I don't know. I'd really appreciate your thoughts on this one, here in the comments section (oooh! start a conversation!!) or in an email. This stuff keeps me up at night, and sometimes it makes it hard for me to do what I came here to do.

Anyway, things are well, as usual. I feel like I'm focusing on work pretty well, and bein' thoughtful about some stuff, and learning a whole lot. Keep sending the love, knowing I have friends out there keeps me going.

Love and guts,


  1. Hi, Jessie. I'm Dave Datz, Arielle's dad, and I have just read your fascinating blog.
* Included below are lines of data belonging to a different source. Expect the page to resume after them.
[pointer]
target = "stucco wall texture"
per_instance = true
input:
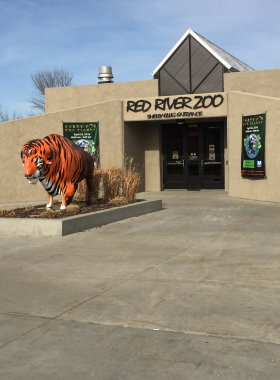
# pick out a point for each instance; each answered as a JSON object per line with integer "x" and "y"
{"x": 14, "y": 186}
{"x": 63, "y": 98}
{"x": 131, "y": 134}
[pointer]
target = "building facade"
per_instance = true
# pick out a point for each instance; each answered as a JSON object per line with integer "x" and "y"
{"x": 183, "y": 128}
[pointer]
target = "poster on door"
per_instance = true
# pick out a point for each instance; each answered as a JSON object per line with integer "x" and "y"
{"x": 253, "y": 146}
{"x": 86, "y": 135}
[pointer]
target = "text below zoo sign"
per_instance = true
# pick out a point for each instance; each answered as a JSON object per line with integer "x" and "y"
{"x": 182, "y": 106}
{"x": 86, "y": 135}
{"x": 253, "y": 146}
You are very brave and giving and open to new things.

    I've been thinking about your DEET dilemma. Since you asked for comments, I thought, why not mine? Forgive if I'm obvious--I'm hardly telling you things you don't already know--but it's a dilemma that most Americans never think about: Why are we awash in plenty, even in bad times, while most of the world is starving? Unfortunately, many Americans answer that question by saying it's because, well, because we're Americans and we deserve it. God has blessed us, therefore we are blessed, QED. But what to do when the question smacks you square in the face?

    I have no answer. All I can think of is the what they tell you on airplanes: If the oxygen mask drops down, put your own on before helping the child next to you. If you get malaria, you can't help those people, and if too many of your stagians get malaria, the whole program could get malaria, and the people will get no help at all.

  2. Jessie--You are doing important work. Not surprising to me: you are a gutsy woman. Just one caution: Please watch where you step, since I'm assuming that you are not wearing shoes most of the time. I'll be following your adventures, and appreciating your eloquence (as a long-time writing teacher). All good thoughts--Arielle's mom.

  3. Jessie,
    You keep using your DEET and taking your pill. As a health education provider I believe you teaching the women to make Neem, which sounds fantastic is a great idea. Always good to start a "cottage industry" in developing countries. Good thought,run with it.